The best part of two hundred thousand men
Have come to share this dreich & dreary space,
A floating moor above Dunnichen glen,
The hunter & the hunted at the chase;
Weakening eyes
Dividing men three-fold,
“Sire, is that very wise?” “Sir Kai, do as ye’re told.”

Young Merlin sat above the scene
From Rheged he had wandered,
At bardic school, barely nineteen,
On poetry had ponder’d,
Oer murder ghastly & obscene
Somebody had blunder’d,
For Arthur was failing his final test,
This mad, dim, weird, grim battle of the West.

Mordred espies his ‘family,’
His heart-beat scenting blood,
Cross combat he, bearbeitely,
Ghosted beneath his hood,
Then shook a knife thro’ Arthur’s ribs & dropp’d him where he stood.


The Death of Arthur

Then say, as his divine embrace
Destroys the mortal parts of you
I too am of that royal race
A.D. Hope

What good a kingdom when a life force fades?
What use are riches when your end is near?
What help is power when we join the shades?
What use remorse when one can shed no tear?
Death, dark & dread,
Lay cold bones upon him,
So very nearly dead, light winch’d in ever dim.

As gravity dictates our end,
When precipices crumble,
”Sir Bedevere,” he gasp’d, “Old friend,”
Throat horsey, hoar & humble,
”My blade with thee I do intend,
Do not fudge or fumble,
But in that lake o’er there it ye must throw,
Never let it be clutch’d by Saxon foe.

For while it stays unhidden there
Our souls they shall not rule…”
A gulp of air, an angel stare,
Beard spittl’d in red-drool,
King Arthur dies, his famous blade lobb’d in that flaming pool


Arthur the Legend

And don’t worry about your lineage
poetic or natural. The Sun shines on
the jungle, you know, on the tundra
Frank O’Hara

The blood-red western dulls the day of charms,
Across this charr’d & melancholy waste
Of sever’d heads cradl’d by lopp’d-off arms,
The dead are heap’d up in a scowling haste;
These cairns of stones
Shall hide the rotting scent
Of flesh dripping from bones… legs broken, sprawl’d & bent.

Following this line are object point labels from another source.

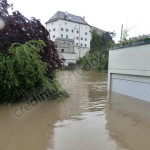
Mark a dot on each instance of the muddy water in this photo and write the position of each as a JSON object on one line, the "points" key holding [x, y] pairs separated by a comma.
{"points": [[90, 119]]}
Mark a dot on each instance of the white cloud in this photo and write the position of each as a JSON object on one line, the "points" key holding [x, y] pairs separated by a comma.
{"points": [[108, 15]]}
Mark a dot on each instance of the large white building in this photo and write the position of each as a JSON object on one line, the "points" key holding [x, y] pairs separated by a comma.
{"points": [[70, 28]]}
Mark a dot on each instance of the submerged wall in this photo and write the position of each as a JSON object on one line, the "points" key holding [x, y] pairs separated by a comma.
{"points": [[129, 70]]}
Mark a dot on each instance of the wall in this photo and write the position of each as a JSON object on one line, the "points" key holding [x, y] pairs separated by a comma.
{"points": [[66, 45], [131, 61], [69, 58]]}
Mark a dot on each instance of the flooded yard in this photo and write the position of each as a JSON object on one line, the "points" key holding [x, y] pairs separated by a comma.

King Arthur’s corpse a better grave
On the isle of apples found,
Morgan le Fay her brother gave
A fair sleep, tho’ in the mound
Him still the bravest of the brave,
Whose legends long shall sound –
Sarcophagus forgotten by the Celt
As safe, to western mountains, they woulld melt,

Where wide across the mighty vale
Of vast eternity,
Oer neaps & ale they’ll tell a tayle
Of ancyent chivalry
Of how a bastard’s fist bested Henghists’ hegemony!